Mit dem Legal Centre arbeiten wir nicht im Camp, weil wir mit dem Lagersystem nicht einverstanden sind. Lager isolieren und entmenschlichen. Wir wollen keine „besseren Lager“, wir wollen keine Lager. Die Menschen brauchen Wohnraum in Gemeinden, Zugang zu Schulen, Gesundheitsversorgung und Arbeit – keine Einsperrung hinter Zäunen. Als Legal Centre sind wir unabhängig – wir erhalten keine Mittel vom Staat oder von religiösen Institutionen – und wir arbeiten als Kollektiv. Entscheidungen werden gemeinsam getroffen.
Was möchtest du den Menschen in Deutschland mitgeben?
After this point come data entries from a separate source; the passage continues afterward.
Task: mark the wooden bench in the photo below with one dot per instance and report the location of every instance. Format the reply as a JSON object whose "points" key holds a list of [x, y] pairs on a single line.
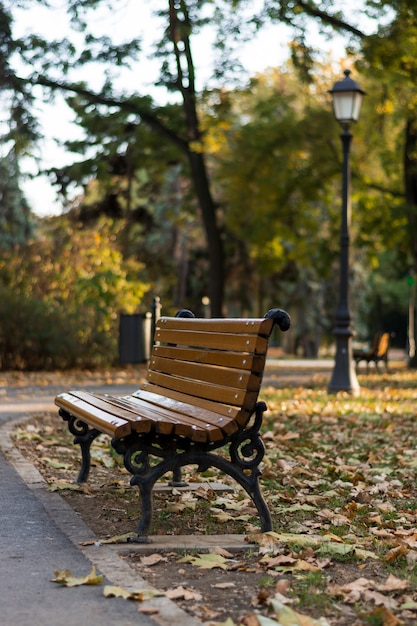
{"points": [[201, 394], [376, 354]]}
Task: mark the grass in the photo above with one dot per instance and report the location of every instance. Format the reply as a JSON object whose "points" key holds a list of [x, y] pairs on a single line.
{"points": [[337, 467]]}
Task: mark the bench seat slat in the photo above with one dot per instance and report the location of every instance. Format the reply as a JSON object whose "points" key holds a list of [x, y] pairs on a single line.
{"points": [[94, 400], [226, 377], [169, 421], [253, 363], [110, 424], [262, 326], [196, 415], [225, 341], [239, 415], [199, 389]]}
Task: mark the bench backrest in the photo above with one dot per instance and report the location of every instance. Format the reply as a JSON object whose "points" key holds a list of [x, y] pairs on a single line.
{"points": [[214, 364]]}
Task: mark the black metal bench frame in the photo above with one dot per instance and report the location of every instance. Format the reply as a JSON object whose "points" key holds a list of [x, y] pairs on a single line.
{"points": [[141, 449]]}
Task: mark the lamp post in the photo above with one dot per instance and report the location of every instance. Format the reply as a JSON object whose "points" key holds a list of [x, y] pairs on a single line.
{"points": [[347, 100]]}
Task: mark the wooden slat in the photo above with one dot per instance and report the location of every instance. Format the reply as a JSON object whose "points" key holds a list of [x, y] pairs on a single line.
{"points": [[226, 377], [235, 397], [167, 421], [254, 344], [104, 403], [238, 414], [255, 326], [109, 424], [254, 363], [198, 415]]}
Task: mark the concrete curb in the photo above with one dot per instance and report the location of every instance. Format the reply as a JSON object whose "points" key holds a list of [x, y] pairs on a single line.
{"points": [[108, 559]]}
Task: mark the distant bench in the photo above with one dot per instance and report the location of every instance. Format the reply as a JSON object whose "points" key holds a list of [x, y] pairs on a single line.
{"points": [[378, 353], [201, 393]]}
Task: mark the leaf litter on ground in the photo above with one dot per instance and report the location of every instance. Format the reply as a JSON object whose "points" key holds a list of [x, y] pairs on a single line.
{"points": [[340, 478]]}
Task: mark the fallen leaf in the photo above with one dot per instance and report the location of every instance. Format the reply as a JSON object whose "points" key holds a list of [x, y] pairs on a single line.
{"points": [[286, 616], [205, 561], [393, 584], [222, 552], [152, 559], [148, 610], [117, 538], [395, 553], [183, 593], [140, 595], [66, 578], [60, 485]]}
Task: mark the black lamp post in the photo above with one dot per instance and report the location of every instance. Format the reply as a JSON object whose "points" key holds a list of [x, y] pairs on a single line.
{"points": [[347, 100]]}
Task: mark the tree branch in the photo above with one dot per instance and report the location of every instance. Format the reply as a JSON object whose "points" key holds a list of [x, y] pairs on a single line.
{"points": [[125, 105], [329, 19]]}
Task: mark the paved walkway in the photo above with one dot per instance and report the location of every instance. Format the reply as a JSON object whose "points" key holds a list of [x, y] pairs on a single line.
{"points": [[40, 533]]}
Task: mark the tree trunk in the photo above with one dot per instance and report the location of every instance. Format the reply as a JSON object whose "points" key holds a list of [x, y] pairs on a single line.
{"points": [[179, 29]]}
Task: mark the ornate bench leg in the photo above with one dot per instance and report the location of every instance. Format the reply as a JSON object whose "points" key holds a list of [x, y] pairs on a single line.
{"points": [[246, 453], [84, 436]]}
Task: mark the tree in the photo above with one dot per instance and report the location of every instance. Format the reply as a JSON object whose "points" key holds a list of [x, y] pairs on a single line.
{"points": [[184, 134], [15, 216]]}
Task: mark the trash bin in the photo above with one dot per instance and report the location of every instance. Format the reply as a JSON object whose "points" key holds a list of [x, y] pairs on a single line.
{"points": [[134, 337]]}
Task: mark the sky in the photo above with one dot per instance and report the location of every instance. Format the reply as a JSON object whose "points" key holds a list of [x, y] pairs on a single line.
{"points": [[132, 18]]}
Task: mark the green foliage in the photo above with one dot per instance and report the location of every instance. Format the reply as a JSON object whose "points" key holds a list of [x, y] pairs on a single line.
{"points": [[66, 289], [15, 217]]}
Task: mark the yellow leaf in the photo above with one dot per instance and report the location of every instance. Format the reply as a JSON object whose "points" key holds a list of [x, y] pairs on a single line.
{"points": [[205, 561], [140, 595], [117, 538], [66, 578]]}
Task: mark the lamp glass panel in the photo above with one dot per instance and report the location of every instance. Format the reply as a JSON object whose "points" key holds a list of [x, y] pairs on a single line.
{"points": [[347, 105]]}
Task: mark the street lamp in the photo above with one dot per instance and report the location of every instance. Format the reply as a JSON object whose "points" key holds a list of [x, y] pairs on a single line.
{"points": [[347, 100]]}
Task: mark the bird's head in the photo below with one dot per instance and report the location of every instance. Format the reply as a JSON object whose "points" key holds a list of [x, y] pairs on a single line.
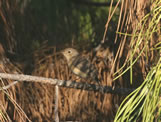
{"points": [[69, 53]]}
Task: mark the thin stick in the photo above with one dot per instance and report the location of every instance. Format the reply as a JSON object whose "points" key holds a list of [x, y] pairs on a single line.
{"points": [[68, 84]]}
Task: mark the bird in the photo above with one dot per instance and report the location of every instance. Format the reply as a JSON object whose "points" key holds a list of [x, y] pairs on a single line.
{"points": [[79, 65]]}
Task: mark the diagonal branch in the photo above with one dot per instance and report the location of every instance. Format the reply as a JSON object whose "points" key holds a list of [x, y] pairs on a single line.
{"points": [[68, 84]]}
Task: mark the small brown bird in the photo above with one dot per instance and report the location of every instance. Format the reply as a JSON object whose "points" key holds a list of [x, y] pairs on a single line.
{"points": [[80, 65]]}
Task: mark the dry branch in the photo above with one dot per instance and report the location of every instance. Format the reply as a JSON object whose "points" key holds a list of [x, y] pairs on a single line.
{"points": [[68, 84]]}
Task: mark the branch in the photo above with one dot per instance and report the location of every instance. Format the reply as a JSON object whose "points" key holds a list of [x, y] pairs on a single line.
{"points": [[68, 84]]}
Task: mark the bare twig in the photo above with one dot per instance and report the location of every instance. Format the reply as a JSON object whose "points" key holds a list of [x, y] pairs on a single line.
{"points": [[68, 84]]}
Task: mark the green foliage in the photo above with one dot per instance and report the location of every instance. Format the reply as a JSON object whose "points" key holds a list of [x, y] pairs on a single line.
{"points": [[145, 101], [61, 22]]}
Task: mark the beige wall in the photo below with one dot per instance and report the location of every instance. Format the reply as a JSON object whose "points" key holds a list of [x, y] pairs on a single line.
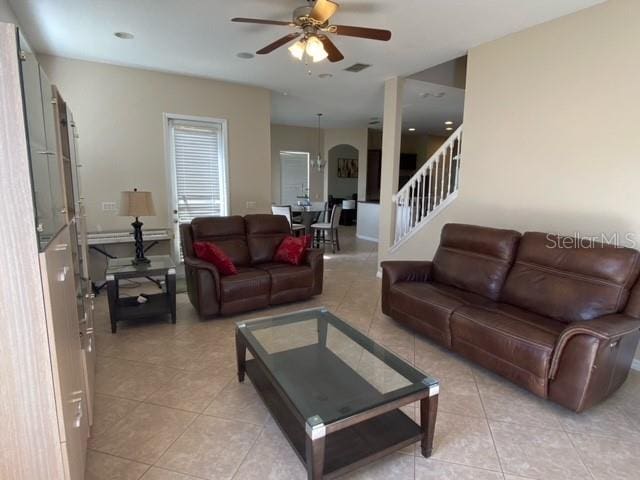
{"points": [[341, 187], [303, 139], [357, 138], [295, 139], [119, 114], [424, 145], [538, 105], [6, 13]]}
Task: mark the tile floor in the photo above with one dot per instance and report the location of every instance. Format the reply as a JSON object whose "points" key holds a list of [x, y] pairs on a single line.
{"points": [[168, 406]]}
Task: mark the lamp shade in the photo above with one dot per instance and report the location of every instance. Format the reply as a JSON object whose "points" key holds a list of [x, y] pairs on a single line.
{"points": [[136, 204]]}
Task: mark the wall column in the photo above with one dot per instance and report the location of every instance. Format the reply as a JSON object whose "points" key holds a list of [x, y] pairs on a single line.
{"points": [[391, 136]]}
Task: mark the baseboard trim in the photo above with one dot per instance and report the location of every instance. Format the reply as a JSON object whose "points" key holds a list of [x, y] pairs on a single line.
{"points": [[369, 239]]}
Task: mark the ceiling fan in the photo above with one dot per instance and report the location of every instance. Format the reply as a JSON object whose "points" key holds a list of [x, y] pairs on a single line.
{"points": [[312, 23]]}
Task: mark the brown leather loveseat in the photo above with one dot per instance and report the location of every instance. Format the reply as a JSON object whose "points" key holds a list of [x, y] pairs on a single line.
{"points": [[560, 319], [251, 243]]}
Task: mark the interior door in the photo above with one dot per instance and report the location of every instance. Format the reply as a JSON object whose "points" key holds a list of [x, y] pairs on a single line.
{"points": [[294, 177]]}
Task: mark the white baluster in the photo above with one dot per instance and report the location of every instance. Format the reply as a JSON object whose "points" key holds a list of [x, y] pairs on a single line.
{"points": [[442, 175]]}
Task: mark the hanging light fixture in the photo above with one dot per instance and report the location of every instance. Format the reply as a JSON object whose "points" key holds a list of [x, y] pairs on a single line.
{"points": [[318, 163]]}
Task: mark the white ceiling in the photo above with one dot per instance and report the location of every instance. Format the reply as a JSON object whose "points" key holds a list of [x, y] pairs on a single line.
{"points": [[195, 37]]}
Nutzen Sie Ihre Stimme. Üben Sie Druck auf Ihre Regierung aus, damit sie Abschiebungen stoppt und sichere, legale Fluchtwege schafft. Wir haben gesehen, dass Europa schnell und human handeln kann – Ukrainer:innen wurde sofortiger Schutz, Unterkunft und Zugang zu Bildung gewährt. Ja, das wird auch wieder zurückgenommen, aber dieser Ansatz sollte auf andere Gruppen ausgeweitet werden, die vor Krieg und Verfolgung fliehen, darunter Menschen aus Afghanistan und Syrien. Lokale Projekte sind wertvoll, aber sie können einen systemischen Wandel nicht ersetzen. Wir brauchen Bewegungsfreiheit und Rechte, die in der Praxis real sind, nicht nur auf dem Papier. Europa muss aufhören, Gewalt an seinen Grenzen zu finanzieren, und die Ressourcen stattdessen für Wohnraum, Bildung und Integration einsetzen.
Das Interview führten Johannes Richter und Valeria Hänsel.